Here, I draw on history to give practical examples:

What happens when you retire and disinvest from equities to reduce risk during a downturn?

Since 2002, there were three months with significant negative monthly returns on the JSE: July 2002, September 2008 and October 2008, with returns of -13.44%, -13.24% and -11.65% respectively. What would have happened if an investor retired during each of those periods and disinvested from a medium equity fund, into a money market fund and stayed there, comforted by the fact that they no longer face any risk.

Let’s assume they retire with a R5 million lump sum and withdraw at a sustainable rate of 4% per annum. Here’s what their outcomes would have been, as of 29 February 2020:

If the investor switched to 100% equities in July 2002, then by 29 February 2020, they would have had R60 million.
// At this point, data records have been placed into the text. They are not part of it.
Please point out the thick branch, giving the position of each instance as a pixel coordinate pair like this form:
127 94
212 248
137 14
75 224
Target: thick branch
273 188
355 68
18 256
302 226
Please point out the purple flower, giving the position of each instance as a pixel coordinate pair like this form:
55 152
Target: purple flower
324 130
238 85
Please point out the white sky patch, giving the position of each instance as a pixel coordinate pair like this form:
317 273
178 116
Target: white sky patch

If they’d switched on 30 September 2008, they’d have close to R20 million, and if on 31 October 2008, about R16 million.

In terms of staying invested versus not, if you switched to a money market fund in July 2002, you would have been significantly worse off than staying invested, as of February 2020 (due to the longer time, which means better compounding).

The same is true for the other two dates; in both cases (September and October 2008) your values are higher, as of 29 February 2020, compared to having switched to a money market fund.

In a nutshell? In each one of these periods, if you’d realised your losses and moved into a living annuity consisting of 100% cash, you would have been worse off. You would also have had lower monthly incomes as of today.

That’s not all – staying invested outperforms a cash strategy

When it comes to income growth, staying invested during periods of downturn significantly outperforms a cash strategy over time, in terms of protecting your purchasing power into your retirement years.

What if you still want to see growth?

These examples show what would have happened if an investor had moved into a very aggressive portfolio once in retirement consisting of 100% equities, during these downturn periods. It’s clear that while this is purely a thought experiment, it does show the advantages of having growth assets in your portfolio and warns against the danger of excluding growth assets entirely.

We acknowledge the fact that it is extremely tough but disinvesting from your current strategy into cash is not necessarily the best option. If you have taken a bit of a knock in your portfolio and you are currently in the process of retiring, try and see through the retirement event and continue with the same type of strategy you had pre-retirement. Work with a financial planner to partner with you on this sometimes-daunting journey.